Sugimura H, Caporaso N E, Modali R V, Hoover R N, Resau J H, Trump B F, Longergan J A, Krontiris T G, Mann D L, Weston A
Laboratory of Human Carcinogenesis, National Cancer Institute, NIH, Bethesda, MD 20892.
Cancer Res. 1990 Mar 15;50(6):1857-62.
The hypothesis that rare variable nucleotide tandem repeat alleles of the Ha-ras-1 polymorphism are an inherited predisposing factor in human lung carcinogenesis has been evaluated in an age, race, and smoking matched case-control study. Twenty-three different alleles were identified by their restriction fragment length in DNA isolated from peripheral blood lymphocytes and were categorized into three groups: common; intermediate; and rare. The frequencies of rare alleles in blacks with either squamous cell carcinoma, large cell carcinoma, or small cell carcinoma were found to be significantly higher than those among groups of control subjects that were comprised of chronic obstructive pulmonary disease patients and patients with cancer at sites other than the lung. A similar trend which did not reach statistical significance was observed in whites. These data are consistent with the hypothesis that inheritance of Ha-ras-1 rare restriction fragment length alleles represents a genetic risk factor for some human lung cancers. The biological basis of this observation remains to be clarified, and it is possible that ethnic variations in rare allele frequencies are responsible for the differences noted. However, the data suggest that further evaluation of the Ha-ras-1 polymorphism as a marker of individual lung cancer susceptibility is warranted.

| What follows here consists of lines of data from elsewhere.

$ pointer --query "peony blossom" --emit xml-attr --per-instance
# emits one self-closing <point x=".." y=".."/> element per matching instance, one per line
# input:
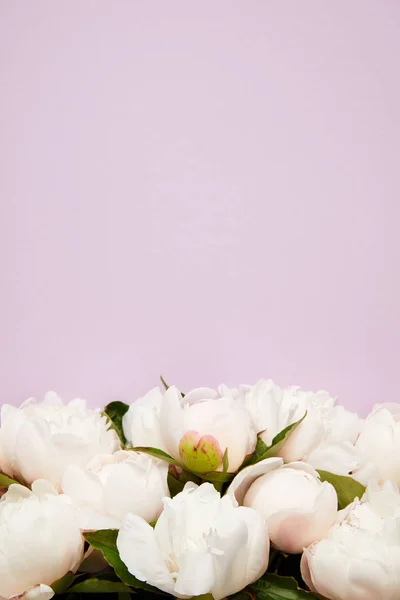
<point x="201" y="544"/>
<point x="115" y="485"/>
<point x="141" y="423"/>
<point x="379" y="445"/>
<point x="324" y="439"/>
<point x="196" y="429"/>
<point x="360" y="558"/>
<point x="40" y="440"/>
<point x="298" y="507"/>
<point x="40" y="541"/>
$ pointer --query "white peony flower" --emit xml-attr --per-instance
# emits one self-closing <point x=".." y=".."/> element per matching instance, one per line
<point x="196" y="429"/>
<point x="40" y="440"/>
<point x="360" y="558"/>
<point x="141" y="423"/>
<point x="115" y="485"/>
<point x="324" y="439"/>
<point x="298" y="507"/>
<point x="379" y="445"/>
<point x="40" y="541"/>
<point x="201" y="544"/>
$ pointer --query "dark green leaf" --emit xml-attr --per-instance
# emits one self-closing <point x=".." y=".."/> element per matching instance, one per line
<point x="262" y="451"/>
<point x="177" y="480"/>
<point x="216" y="477"/>
<point x="105" y="541"/>
<point x="6" y="481"/>
<point x="346" y="488"/>
<point x="275" y="587"/>
<point x="225" y="462"/>
<point x="157" y="454"/>
<point x="280" y="439"/>
<point x="115" y="412"/>
<point x="99" y="586"/>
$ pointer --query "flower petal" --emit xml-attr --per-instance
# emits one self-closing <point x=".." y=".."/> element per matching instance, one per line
<point x="138" y="549"/>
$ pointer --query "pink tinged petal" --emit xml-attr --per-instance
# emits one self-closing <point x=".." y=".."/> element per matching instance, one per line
<point x="138" y="549"/>
<point x="368" y="578"/>
<point x="200" y="453"/>
<point x="293" y="530"/>
<point x="327" y="570"/>
<point x="243" y="480"/>
<point x="340" y="458"/>
<point x="38" y="592"/>
<point x="240" y="547"/>
<point x="196" y="574"/>
<point x="83" y="487"/>
<point x="42" y="488"/>
<point x="172" y="421"/>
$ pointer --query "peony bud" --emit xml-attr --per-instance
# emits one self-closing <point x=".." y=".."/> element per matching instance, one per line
<point x="200" y="453"/>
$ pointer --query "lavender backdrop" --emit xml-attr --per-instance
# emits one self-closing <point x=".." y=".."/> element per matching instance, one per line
<point x="207" y="190"/>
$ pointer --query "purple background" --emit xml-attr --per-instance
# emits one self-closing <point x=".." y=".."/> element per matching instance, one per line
<point x="207" y="190"/>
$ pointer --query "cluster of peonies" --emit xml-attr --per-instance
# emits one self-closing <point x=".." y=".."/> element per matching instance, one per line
<point x="201" y="494"/>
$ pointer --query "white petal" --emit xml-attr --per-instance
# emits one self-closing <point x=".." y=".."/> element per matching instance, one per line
<point x="243" y="480"/>
<point x="339" y="457"/>
<point x="38" y="592"/>
<point x="171" y="421"/>
<point x="83" y="487"/>
<point x="196" y="574"/>
<point x="138" y="549"/>
<point x="240" y="546"/>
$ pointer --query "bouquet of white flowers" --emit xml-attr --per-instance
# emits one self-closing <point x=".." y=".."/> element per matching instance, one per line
<point x="255" y="492"/>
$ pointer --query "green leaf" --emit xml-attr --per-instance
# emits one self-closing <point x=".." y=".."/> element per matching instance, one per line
<point x="115" y="412"/>
<point x="225" y="462"/>
<point x="99" y="586"/>
<point x="262" y="451"/>
<point x="165" y="384"/>
<point x="157" y="454"/>
<point x="6" y="481"/>
<point x="346" y="488"/>
<point x="216" y="477"/>
<point x="275" y="587"/>
<point x="61" y="585"/>
<point x="280" y="439"/>
<point x="106" y="541"/>
<point x="177" y="480"/>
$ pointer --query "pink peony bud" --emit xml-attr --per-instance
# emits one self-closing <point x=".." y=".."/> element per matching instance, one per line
<point x="200" y="453"/>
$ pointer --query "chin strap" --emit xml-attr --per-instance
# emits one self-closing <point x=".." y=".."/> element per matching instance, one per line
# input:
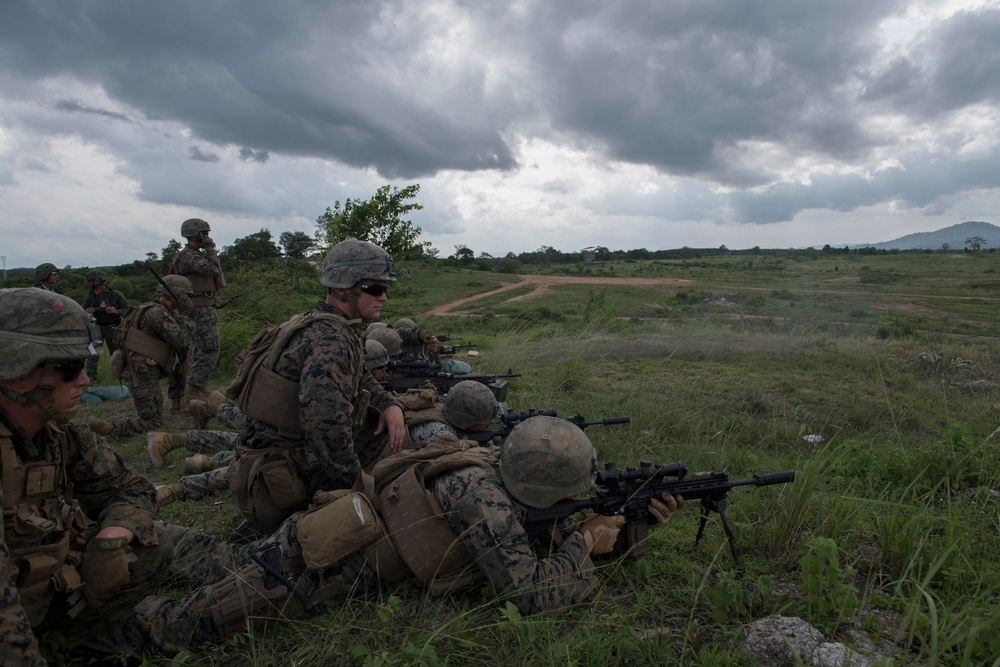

在一项年龄、种族和吸烟情况相匹配的病例对照研究中,对Ha-ras-1基因多态性的罕见可变核苷酸串联重复等位基因是人类肺癌发生的遗传易患因素这一假说进行了评估。通过从外周血淋巴细胞中分离的DNA的限制性片段长度鉴定出23种不同的等位基因,并将其分为三组:常见型;中间型;和罕见型。发现患有鳞状细胞癌、大细胞癌或小细胞癌的黑人中罕见等位基因的频率显著高于由慢性阻塞性肺疾病患者和肺部以外部位癌症患者组成的对照组。在白人中观察到了类似趋势,但未达到统计学显著性。这些数据与以下假说一致,即Ha-ras-1罕见限制性片段长度等位基因的遗传代表了某些人类肺癌的遗传危险因素。这一观察结果的生物学基础仍有待阐明,罕见等位基因频率的种族差异可能是导致所观察到差异的原因。然而,数据表明有必要进一步评估Ha-ras-1基因多态性作为个体肺癌易感性标志物的情况。